Mixture-of-Attention

Our key observation is that, existing personalization methods often need to trade-off between "prior preservation" for better prompt consistency and "personalization finetuning" for idenity fidelity. We augment the attention layer using an architecture inspired by the Mixture-of-Expert (MoE) where a router is introduced to distribute tasks among different experts. In our case, we keep a "prior expert" frozen during finetuning to preserve the prior, and finetune a personalized expert.

Fig2.

This MoA is scattered across all attention layers in a pretrained U-Net, and finetuned on a small dataset (FFHQ). In the paper, we also disucss how the router is trained, and propose a regularization term that encourages the personalization branch to minimally affect the overall image.

Fig3.

When we visualize the router predictions of MoA, we can see that the routers put the background pixels to the prior branch, and most of the foreground pixels to the personalization branch. This behavior explains why MoA can achieve disentangled subject-context control. The detailed behavior of the router differs across layers and timesteps. This allows the personalization branch to focus on different regions within the subject (i.e. the face, the body, and so on) at different timesteps.

Fig3.

Novel Capabilities

Identity Swap (Face and Body)

MoA is able to handle different body shapes. Notice in the Yokozuna (3rd row) results, he blocks the background completely, while the Dalle-3 generated man (last row), we can see through the gap between his arm and body.

Teaser.

Consistent Character Storytelling

MoA enables storytelling with consistent character! 🤖 With the increase in AIGC characters, creating a story with consistent character across frames remains challenging.
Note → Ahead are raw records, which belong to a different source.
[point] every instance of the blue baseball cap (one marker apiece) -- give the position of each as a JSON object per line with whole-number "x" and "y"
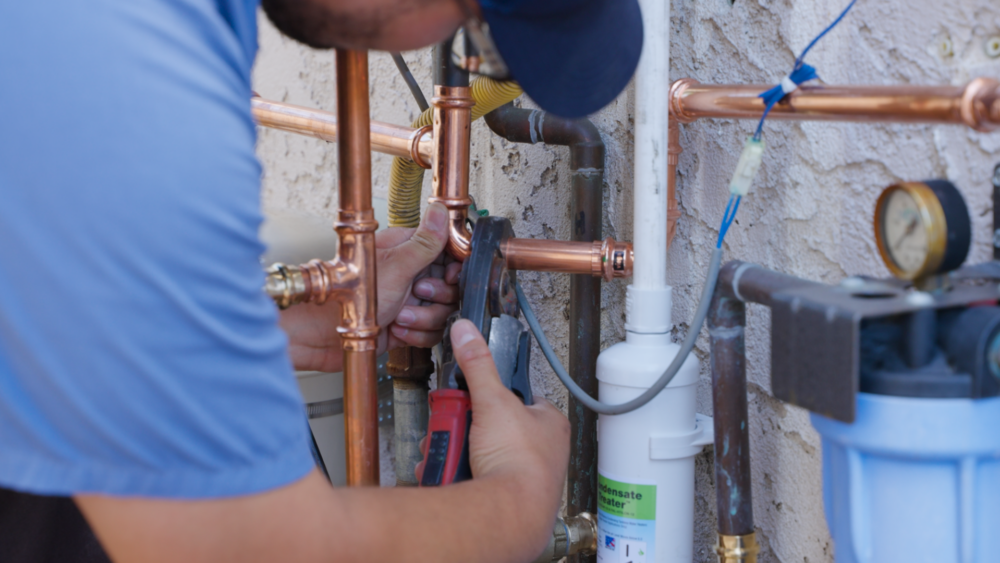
{"x": 572, "y": 57}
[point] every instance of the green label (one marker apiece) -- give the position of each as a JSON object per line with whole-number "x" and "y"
{"x": 626, "y": 500}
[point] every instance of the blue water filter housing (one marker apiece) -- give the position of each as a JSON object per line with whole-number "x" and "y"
{"x": 913, "y": 480}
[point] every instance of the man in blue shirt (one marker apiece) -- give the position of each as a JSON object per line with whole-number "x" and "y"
{"x": 144, "y": 373}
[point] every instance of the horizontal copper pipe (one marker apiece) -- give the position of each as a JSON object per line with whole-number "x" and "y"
{"x": 607, "y": 258}
{"x": 976, "y": 105}
{"x": 396, "y": 140}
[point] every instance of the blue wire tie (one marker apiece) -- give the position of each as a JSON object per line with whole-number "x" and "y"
{"x": 801, "y": 73}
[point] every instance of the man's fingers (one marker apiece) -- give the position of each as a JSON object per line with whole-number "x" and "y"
{"x": 418, "y": 338}
{"x": 431, "y": 317}
{"x": 473, "y": 356}
{"x": 426, "y": 244}
{"x": 436, "y": 290}
{"x": 452, "y": 271}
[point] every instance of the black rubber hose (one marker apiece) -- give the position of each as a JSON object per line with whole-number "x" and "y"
{"x": 411, "y": 82}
With MoA, this is simple and we can also easily combine characters to enrich the story!

Teaser.

More Results

MoA preserves the context from the prior (top row) and is able to seamlessly handle occlusions (e.g. 🧋 and 🌹).

In the case of multiple subjects, MoA is not only able to preserve the background, object, but also their interaction (e.g. 🤝 and 📕).

MoA enables diverse multi-subject driven generation (i.e. layout, background, interaction) all throught simple text prompts.